L’intoxication médicamenteuse est un terme utilisé pour parler des effets neurotoxiques et/ou toxiques directs de la substance prise, dans le sens où les symptômes observés sont les conséquences directes des effets de la substance.

Une substance peut intoxiquer l’organisme lors des premières prises. Et l’intoxication va se maintenir et souvent s’aggraver au fil des prises.

Comment faire la différence entre des symptômes de sevrage qui perdurent malgré l’application des règles de sevrage et une éventuelle toxicité ?

La meilleure façon de faire est d’augmenter un peu la dose:

  • si les symptômes augmentent c’est qu’il y a toxicité, en ce cas le sevrage devra être plus rapide et se faire en 6 ou 8 semaines et sous surveillance médicale intensive. Avant de se lancer dans cette option il faut bien observer ce qui se passe!
  • si les symptômes diminuent en intensité, c’est qu’il s’agit bien de symptômes de sevrage. Dans ce cas, régler plus finement le protocole de sevrage pourra aider (adapter le pourcentage de diminution et/ou la longueur du palier).

Comment savoir si on est sous-dosage?

Pour savoir si vous êtes en sous-dosage, c’est-à-dire que vous êtes entré en tolérance, essayez d’augmenter légèrement la quantité de médicament prise en revenant, par exemple, à la dernière dose journalière où vous vous sentiez “bien”. Si vous observez une diminution des symptômes de manque, alors c’est que vous êtes en sous-dosage et qu’il vaudrait mieux commencer votre sevrage à partir de la dose où vous vous sentiez “bien” (= votre dose de confort) et où les symptômes étaient peu intenses ou peu présents.
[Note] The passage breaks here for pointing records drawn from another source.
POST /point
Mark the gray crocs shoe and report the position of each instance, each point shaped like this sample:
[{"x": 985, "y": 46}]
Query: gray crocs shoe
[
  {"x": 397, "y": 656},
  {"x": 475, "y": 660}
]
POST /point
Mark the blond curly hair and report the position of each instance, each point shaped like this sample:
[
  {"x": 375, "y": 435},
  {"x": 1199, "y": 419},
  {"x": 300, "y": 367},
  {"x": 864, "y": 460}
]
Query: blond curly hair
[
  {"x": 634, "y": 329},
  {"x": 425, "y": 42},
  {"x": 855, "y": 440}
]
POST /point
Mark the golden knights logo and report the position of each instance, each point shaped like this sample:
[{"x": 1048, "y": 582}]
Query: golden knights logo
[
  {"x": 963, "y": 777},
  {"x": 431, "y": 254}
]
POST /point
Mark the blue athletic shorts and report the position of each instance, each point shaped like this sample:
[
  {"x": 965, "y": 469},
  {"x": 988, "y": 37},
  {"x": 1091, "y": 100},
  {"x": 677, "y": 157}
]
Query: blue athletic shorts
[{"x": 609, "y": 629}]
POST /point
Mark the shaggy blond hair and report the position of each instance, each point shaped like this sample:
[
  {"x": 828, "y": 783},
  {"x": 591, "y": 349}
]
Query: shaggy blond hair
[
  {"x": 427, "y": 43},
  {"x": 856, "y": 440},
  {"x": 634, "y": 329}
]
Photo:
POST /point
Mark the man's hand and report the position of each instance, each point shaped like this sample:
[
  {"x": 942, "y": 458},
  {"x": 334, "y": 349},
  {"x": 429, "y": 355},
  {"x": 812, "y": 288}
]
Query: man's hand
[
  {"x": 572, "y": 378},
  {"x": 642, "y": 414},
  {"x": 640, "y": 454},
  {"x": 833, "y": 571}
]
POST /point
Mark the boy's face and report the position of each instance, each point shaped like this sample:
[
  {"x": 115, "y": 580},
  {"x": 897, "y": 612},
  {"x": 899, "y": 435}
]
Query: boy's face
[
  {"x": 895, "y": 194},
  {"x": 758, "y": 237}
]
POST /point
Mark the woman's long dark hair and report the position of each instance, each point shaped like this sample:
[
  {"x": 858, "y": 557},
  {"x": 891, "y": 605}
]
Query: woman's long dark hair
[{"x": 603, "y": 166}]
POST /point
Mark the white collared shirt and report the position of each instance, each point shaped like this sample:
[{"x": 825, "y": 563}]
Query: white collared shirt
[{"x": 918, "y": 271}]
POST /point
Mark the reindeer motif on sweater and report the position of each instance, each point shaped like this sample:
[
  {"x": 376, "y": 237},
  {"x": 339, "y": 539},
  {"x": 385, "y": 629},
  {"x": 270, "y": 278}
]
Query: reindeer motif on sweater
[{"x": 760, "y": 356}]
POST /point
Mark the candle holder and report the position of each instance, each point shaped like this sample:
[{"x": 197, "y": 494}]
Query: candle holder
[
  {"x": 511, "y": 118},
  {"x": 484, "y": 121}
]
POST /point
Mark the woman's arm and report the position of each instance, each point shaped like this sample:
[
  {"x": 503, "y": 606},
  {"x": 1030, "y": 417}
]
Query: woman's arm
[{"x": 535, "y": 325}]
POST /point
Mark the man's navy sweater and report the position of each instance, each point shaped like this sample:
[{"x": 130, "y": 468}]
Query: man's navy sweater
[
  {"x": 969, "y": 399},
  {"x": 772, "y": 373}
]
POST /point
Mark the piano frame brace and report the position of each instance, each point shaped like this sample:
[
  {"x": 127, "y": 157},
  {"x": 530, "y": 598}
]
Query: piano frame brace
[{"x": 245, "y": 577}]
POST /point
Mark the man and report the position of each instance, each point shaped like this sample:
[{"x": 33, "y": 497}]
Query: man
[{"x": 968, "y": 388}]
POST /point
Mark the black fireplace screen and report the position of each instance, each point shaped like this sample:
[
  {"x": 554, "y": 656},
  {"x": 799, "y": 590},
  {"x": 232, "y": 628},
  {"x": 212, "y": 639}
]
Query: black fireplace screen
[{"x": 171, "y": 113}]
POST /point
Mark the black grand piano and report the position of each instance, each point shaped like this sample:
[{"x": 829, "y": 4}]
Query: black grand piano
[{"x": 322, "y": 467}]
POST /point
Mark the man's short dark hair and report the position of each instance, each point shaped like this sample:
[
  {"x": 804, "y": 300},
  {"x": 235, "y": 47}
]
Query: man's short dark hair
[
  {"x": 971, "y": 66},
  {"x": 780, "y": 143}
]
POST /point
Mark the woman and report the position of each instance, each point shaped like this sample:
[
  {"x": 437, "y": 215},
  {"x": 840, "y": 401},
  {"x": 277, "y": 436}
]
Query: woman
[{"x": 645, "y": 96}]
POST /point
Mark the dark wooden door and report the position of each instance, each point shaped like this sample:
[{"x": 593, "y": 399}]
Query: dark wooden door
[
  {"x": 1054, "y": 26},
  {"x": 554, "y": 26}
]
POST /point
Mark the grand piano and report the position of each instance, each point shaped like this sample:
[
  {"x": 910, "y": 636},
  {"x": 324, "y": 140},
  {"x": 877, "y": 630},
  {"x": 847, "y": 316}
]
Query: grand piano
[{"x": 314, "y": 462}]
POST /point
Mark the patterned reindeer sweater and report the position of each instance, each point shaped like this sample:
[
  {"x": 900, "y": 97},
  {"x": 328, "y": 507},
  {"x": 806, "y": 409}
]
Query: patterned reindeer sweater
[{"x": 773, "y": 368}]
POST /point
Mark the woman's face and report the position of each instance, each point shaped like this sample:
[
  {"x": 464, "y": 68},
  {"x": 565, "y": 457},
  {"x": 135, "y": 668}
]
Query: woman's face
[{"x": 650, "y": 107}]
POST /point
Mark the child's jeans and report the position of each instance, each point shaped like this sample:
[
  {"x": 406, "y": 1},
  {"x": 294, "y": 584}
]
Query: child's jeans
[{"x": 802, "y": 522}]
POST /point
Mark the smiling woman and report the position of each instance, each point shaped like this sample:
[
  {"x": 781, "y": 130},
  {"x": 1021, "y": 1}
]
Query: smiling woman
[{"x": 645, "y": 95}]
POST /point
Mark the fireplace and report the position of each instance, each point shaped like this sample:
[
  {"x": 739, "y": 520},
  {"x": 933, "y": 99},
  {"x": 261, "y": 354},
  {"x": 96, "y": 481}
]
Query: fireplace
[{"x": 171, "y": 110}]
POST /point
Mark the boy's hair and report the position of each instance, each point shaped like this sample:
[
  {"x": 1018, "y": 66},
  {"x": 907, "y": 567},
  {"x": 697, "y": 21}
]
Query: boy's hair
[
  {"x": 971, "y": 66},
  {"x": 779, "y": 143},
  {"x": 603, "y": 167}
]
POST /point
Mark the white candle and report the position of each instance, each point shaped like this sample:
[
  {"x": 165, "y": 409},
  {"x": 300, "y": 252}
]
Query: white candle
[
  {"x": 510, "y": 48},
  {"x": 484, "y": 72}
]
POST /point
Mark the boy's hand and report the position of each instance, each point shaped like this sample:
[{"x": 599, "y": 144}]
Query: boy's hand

Mais attention, si au contraire, en augmentant légèrement votre dose journalière vous vous sentez encore plus mal parce que les symptômes sont encore plus nombreux et plus intenses, alors là, cela veut dire que la substance a un effet principalement toxique sur votre organisme et qu’il faudra adapter le sevrage en conséquence (il faudra envisager de faire un sevrage rapide sous surveillance médicale accrue).